Воробей казался противоположностью Ворона. Он явно был моложе, активнее, уделял большое внимание своей физической форме. Будучи самым низкорослым, парень мало спал, мало ел, не имел практически никаких вредных привычек и свою кличку оправдывал полностью. Хотя так же, как и остальные сталкеры, никакого постоянного позывного он изначально не имел, но ассоциация с мелкой птицей напрашивалась сама собой. Кондор долго не мог понять, как шустрому парню удалось подружиться с Вороном. У них обоих обнаружилась одна и та же черта характера: в любой компании они предпочитали молчать, пусть и по разным причинам. Если по многим вопросам Ворону было нечего сказать, то Воробей всегда имел на все свое мнение, но стеснялся его высказывать.

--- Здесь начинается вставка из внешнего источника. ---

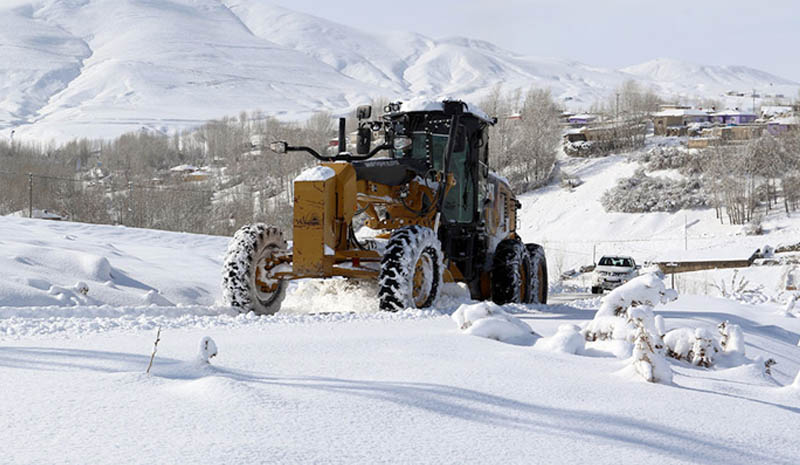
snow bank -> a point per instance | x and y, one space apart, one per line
208 350
489 320
568 339
613 321
695 346
317 173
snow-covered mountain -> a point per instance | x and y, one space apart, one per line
101 67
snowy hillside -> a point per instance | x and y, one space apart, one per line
101 67
461 382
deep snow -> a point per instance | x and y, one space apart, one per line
330 380
103 67
360 387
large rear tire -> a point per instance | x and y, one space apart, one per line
511 272
411 269
247 281
538 276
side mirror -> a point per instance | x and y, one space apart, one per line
453 107
364 140
279 146
460 144
364 112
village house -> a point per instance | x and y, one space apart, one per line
784 124
733 117
675 120
581 119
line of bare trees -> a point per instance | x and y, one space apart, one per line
746 179
127 180
524 142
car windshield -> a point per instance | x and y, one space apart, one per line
616 261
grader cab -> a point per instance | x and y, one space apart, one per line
438 214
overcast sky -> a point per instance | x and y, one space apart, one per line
762 34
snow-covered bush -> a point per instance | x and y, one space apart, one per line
208 350
489 320
627 314
732 338
740 289
641 193
696 346
687 161
568 339
613 321
647 358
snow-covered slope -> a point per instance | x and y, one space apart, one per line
676 76
102 67
355 388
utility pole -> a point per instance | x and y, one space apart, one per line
130 204
685 232
30 195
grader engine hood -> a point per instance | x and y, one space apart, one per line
324 203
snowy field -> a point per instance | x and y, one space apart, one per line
68 71
362 387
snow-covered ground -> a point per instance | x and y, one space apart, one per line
103 67
356 386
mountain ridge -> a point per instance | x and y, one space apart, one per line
97 68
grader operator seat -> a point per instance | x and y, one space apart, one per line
388 171
425 136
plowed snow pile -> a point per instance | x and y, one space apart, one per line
80 306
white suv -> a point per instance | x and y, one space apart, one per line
612 271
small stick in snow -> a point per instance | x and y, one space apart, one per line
155 347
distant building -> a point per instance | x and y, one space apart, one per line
733 117
771 111
781 125
675 120
581 119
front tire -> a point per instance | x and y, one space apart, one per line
511 273
251 260
411 269
538 276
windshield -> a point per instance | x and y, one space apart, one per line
459 202
616 261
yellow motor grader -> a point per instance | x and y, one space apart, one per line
438 215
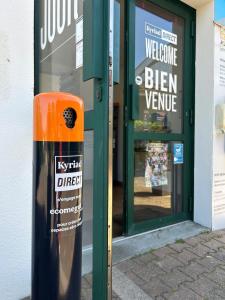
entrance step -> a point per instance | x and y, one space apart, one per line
127 247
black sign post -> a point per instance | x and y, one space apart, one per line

Еще большей противоположностью им обоим был Аист. Редкий болтун, неизменный рассадник оптимизма. Вопреки всем дутым весельчакам, пытающимся улыбкой скрывать депрессию, Аист банально не был подвержен никакой хандре. Каким-то непостижимым образом он обладал способностью справляться с кучей проблем, попросту озвучив их. Если Аист описывал задачу своими словами, со своей неповторимой интонацией, то подбирал такие выражения, что проблема казалась пустяком, не стоящим внимания. Хотя Аист, как и все остальные, родился до Катастрофы, он совершенно ее не помнил, равно как и жизнь до нее. И все же в его подсознании явно оставались какие-то воспоминания, потому что Аист сильно отличался от людей, родившихся в метро.